SANDESTIN, FLA. – An array of potential new options for psoriatic arthritis offers new targeted options and poses challenges for how to use the drugs, Arthur Kavanaugh, MD, professor of medicine at the University of California, San Diego, said in a video interview at the annual Congress of Clinical Rheumatology.

“We’re seeing a second wave – a second wave driven by the additional ways that we have to target aspects of the immune system relevant to psoriatic arthritis,” he said.

First used to treat rheumatoid arthritis, monoclonal antibodies to interleukin targets, including IL12 and IL23 (ustekinumab) and IL17 (secukinumab and ixekizumab), have become established psoriatic arthritis therapies.
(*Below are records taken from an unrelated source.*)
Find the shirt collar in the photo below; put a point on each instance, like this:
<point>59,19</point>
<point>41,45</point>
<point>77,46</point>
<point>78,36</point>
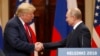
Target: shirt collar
<point>76,25</point>
<point>21,21</point>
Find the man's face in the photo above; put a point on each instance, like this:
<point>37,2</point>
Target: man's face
<point>28,17</point>
<point>70,19</point>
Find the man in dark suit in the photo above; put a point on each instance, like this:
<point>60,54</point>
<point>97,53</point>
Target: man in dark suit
<point>78,38</point>
<point>16,39</point>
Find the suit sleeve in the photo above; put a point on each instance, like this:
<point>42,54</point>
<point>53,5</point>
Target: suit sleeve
<point>12,36</point>
<point>85,38</point>
<point>55,44</point>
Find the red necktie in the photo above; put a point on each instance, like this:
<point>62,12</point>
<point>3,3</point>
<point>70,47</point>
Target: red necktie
<point>30,35</point>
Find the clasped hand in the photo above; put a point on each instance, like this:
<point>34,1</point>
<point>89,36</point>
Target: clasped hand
<point>38,46</point>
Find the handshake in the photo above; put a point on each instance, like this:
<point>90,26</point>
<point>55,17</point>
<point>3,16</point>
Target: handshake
<point>38,46</point>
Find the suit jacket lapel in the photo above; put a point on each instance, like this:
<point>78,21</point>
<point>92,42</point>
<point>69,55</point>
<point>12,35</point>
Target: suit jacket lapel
<point>21,27</point>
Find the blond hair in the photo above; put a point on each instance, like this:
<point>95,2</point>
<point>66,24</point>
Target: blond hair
<point>75,12</point>
<point>24,8</point>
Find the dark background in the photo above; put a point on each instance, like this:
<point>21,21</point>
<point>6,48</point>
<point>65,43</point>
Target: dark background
<point>44,18</point>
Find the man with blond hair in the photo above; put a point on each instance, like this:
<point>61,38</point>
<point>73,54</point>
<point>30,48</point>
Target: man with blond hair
<point>18,39</point>
<point>80,36</point>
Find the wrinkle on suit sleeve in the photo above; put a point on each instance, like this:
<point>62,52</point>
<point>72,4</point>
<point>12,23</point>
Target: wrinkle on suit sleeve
<point>85,37</point>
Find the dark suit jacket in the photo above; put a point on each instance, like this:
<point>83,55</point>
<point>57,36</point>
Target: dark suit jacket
<point>80,37</point>
<point>15,39</point>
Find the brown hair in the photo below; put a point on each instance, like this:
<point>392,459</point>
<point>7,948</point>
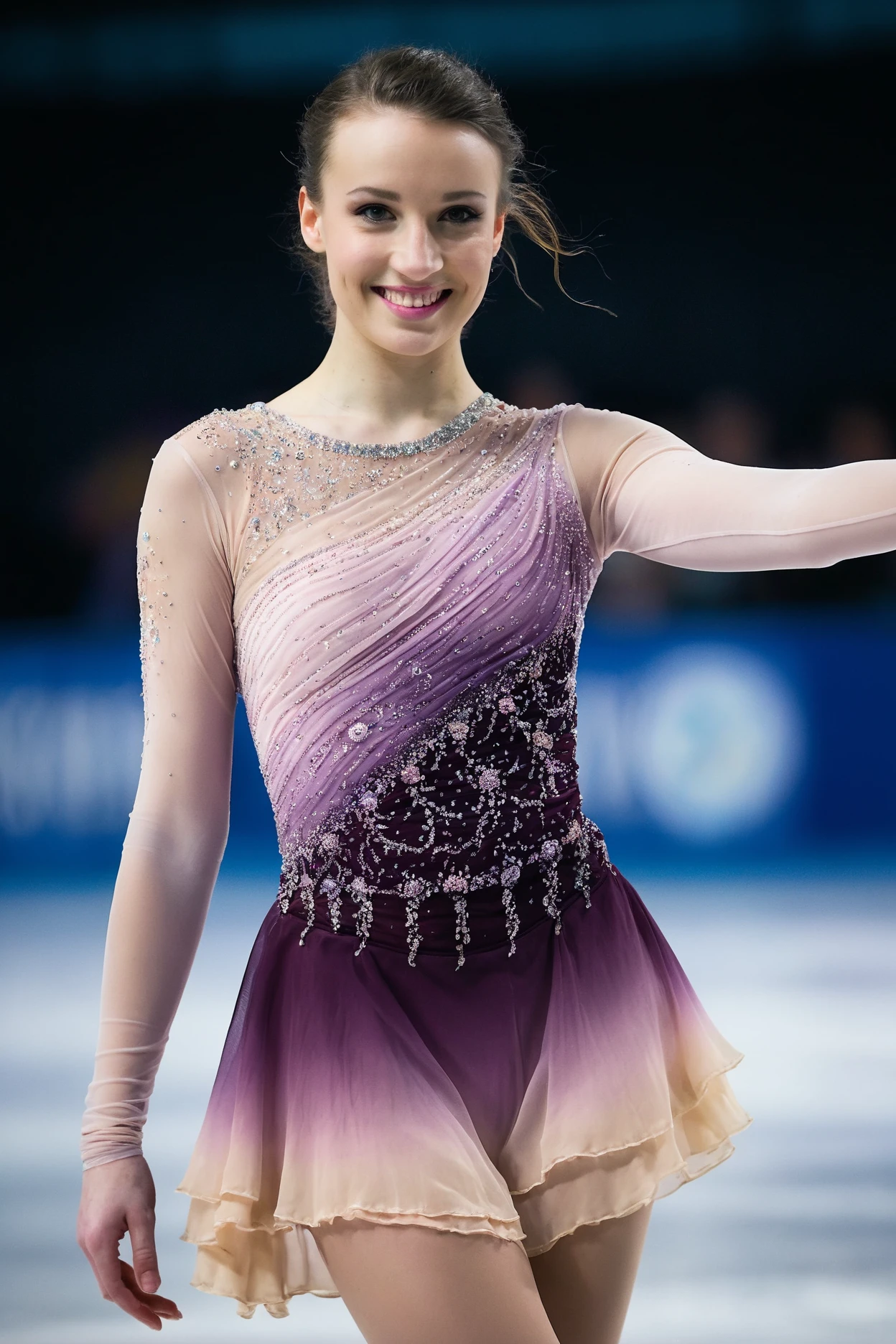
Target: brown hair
<point>439,86</point>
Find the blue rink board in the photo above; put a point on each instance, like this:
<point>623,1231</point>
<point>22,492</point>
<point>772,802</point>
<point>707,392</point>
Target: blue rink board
<point>707,741</point>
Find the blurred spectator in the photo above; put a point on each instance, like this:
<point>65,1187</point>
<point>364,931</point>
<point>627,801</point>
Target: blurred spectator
<point>104,505</point>
<point>857,433</point>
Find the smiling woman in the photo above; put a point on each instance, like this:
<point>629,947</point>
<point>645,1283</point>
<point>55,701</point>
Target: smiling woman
<point>461,1037</point>
<point>464,108</point>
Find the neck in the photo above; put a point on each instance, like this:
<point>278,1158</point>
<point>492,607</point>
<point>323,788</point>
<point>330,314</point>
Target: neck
<point>383,394</point>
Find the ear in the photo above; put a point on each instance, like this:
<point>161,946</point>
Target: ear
<point>309,220</point>
<point>498,238</point>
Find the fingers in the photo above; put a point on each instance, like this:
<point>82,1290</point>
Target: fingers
<point>141,1226</point>
<point>120,1289</point>
<point>163,1307</point>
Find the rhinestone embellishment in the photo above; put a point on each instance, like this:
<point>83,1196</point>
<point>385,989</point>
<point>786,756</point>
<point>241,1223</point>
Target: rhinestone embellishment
<point>438,439</point>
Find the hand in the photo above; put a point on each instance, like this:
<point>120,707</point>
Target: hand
<point>120,1198</point>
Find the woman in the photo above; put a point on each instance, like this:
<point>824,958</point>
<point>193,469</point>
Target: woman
<point>464,1060</point>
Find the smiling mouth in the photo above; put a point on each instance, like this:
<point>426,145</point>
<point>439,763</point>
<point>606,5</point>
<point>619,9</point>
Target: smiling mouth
<point>407,302</point>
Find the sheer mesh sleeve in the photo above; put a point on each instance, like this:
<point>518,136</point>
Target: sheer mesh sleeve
<point>648,493</point>
<point>179,824</point>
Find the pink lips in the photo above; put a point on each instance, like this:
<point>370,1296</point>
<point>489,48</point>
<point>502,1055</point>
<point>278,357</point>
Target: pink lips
<point>413,314</point>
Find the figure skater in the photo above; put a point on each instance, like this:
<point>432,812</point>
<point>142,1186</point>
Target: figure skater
<point>464,1062</point>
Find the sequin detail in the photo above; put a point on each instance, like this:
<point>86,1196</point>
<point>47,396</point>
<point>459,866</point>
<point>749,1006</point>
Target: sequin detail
<point>410,448</point>
<point>462,812</point>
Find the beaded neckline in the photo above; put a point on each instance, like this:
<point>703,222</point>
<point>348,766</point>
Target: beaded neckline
<point>438,439</point>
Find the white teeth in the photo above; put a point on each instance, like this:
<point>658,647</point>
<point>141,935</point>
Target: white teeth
<point>405,300</point>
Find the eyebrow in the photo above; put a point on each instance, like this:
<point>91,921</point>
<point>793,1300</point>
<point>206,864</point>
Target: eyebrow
<point>396,195</point>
Additionally, the Janus kinase (JAK) inhibitor tofacitinib has become an option.

Other options in the pipeline include the JAK inhibitor baricitinib; the anti-IL23 monoclonal antibodies guselkumab, risankizumab, and tildrakizumab; and even more anti-IL17 therapies, including brodalumab and bimekizumab .

“Now we have the synergy of having novel therapeutic approaches to maybe address some of the different domains of disease,” he said. Despite efforts to develop better biomarkers, it’s hard to predict how an individual patient will respond to a specific therapy. The longer the menu of therapeutic options, the better it is for patients.

As methotrexate remains a go-to treatment for many patients, new data from the SEAM trial assessing etanercept and methotrexate will address the question of whether the conventional drug and tumor necrosis factor inhibitors create therapeutic synergy in patients with psoriatic arthritis.

Dr. Kavanaugh discussed the implications of the trial’s findings, which are expected to go public this summer.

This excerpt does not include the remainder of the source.